We shared an enormous portion of monkfish Wellington, and a bottle of Macabeo for £29.75.
I hope it can deliver on Jeremy King’s typically bold intentions because east Soho could do with a vast, raucous venue. If it doesn’t, he’s just taken the lease on the Caprice site, complete with Jesus, the former maître d’, and he’s opening The Park on the Bayswater Road in the spring.
Giles Coren raved about Mountain, the new kid on Beak Street. So, after finding no room at the inn on its website, I asked my son, Leo, a chef de partie at nearby Polpo, to pop in and get me a table. Thus, I used up my one Filial Favour in 2023. In 2022, I think he carried my suitcase upstairs.

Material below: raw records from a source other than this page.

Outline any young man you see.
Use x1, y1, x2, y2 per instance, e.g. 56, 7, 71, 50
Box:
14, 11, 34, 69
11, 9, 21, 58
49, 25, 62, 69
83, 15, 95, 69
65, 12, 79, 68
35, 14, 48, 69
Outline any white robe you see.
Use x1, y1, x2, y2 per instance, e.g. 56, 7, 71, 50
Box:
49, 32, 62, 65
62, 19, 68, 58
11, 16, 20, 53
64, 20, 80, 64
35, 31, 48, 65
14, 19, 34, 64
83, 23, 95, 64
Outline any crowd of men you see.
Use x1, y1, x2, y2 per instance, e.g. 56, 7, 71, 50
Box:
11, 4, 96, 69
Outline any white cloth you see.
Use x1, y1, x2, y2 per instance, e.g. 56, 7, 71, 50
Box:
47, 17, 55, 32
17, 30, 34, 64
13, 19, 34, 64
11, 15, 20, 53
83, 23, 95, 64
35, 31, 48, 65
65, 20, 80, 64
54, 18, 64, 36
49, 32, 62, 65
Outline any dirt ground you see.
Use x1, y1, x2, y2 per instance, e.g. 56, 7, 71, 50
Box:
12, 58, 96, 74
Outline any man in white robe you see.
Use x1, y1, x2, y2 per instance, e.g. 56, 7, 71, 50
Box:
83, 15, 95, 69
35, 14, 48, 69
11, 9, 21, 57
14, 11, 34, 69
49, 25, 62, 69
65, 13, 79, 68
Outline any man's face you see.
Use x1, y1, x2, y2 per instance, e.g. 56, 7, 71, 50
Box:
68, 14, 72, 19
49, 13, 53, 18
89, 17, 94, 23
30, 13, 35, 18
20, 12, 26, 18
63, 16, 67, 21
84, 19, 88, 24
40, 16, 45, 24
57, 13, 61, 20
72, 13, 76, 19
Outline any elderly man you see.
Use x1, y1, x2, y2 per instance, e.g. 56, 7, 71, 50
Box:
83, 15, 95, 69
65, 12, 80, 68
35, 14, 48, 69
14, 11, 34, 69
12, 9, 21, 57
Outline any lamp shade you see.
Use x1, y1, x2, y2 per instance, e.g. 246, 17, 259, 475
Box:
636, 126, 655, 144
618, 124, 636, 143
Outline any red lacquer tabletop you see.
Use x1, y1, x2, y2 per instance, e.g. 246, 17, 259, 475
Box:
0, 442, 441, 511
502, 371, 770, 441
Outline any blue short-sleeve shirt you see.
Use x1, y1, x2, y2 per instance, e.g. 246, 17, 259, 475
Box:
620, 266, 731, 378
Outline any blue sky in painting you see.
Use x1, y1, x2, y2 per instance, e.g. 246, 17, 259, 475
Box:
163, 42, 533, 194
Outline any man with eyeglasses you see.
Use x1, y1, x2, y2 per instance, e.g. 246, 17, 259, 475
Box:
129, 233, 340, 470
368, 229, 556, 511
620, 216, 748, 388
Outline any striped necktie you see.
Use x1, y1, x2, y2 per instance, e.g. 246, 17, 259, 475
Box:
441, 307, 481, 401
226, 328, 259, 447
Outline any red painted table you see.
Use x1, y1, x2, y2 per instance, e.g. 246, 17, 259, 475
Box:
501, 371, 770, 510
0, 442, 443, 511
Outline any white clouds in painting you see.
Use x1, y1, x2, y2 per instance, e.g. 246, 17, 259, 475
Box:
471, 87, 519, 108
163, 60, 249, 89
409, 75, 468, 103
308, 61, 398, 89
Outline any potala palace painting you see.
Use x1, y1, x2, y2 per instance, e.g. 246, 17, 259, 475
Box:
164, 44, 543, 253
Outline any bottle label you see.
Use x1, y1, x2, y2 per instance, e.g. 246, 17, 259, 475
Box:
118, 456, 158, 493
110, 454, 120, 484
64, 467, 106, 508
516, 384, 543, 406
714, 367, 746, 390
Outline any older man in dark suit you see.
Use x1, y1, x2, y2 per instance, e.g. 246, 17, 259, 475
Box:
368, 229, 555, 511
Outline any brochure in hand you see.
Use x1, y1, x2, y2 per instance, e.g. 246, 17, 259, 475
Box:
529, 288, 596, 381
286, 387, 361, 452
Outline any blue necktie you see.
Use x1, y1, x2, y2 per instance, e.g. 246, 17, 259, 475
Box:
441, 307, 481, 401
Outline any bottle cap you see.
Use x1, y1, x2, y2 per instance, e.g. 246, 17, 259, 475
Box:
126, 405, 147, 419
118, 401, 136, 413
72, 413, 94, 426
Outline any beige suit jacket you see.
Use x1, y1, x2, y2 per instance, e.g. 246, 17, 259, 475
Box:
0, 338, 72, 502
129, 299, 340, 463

The atmosphere at Mountain would raise Signor Manzi from the dead. The staff gallivant with you to your table and won’t stop enthusing about every dish coming from the kitchen, which is so open, you’ll feel guilty about not donning an apron.
I’m all for sharing plates when they’re small and multitudinous, and redolent of tapas, a Greek mezze or the antipasti of southern Italy but, at Mountain, the portion-control calculus has slipped its moorings. The waitress insisted we could easily share fresh cheese with prawn, spider crab omelette and a plate of girolles with egg yolk, while still leaving room for our main course of seven lamb cutlets, four langoustines, huge bowls of both lettuce and anchovies, and late-summer vegetables.
Oh, and a copper bowl of wood-fired rice, the size of a paella for two. Anyone for pudding? Fat chance.
This is a restaurant for gangs of six, happy to share plates with gallons of the very adequate house wine. The food is not out of this world – bring salt – but I will be returning with some rowdies.
Best lunch of the summer? Shell Bay, overlooking Brownsea Island and Poole Harbour, on my daughter’s birthday – even during a downpour which would have overwhelmed the mermen and mermaids of Manzi’s.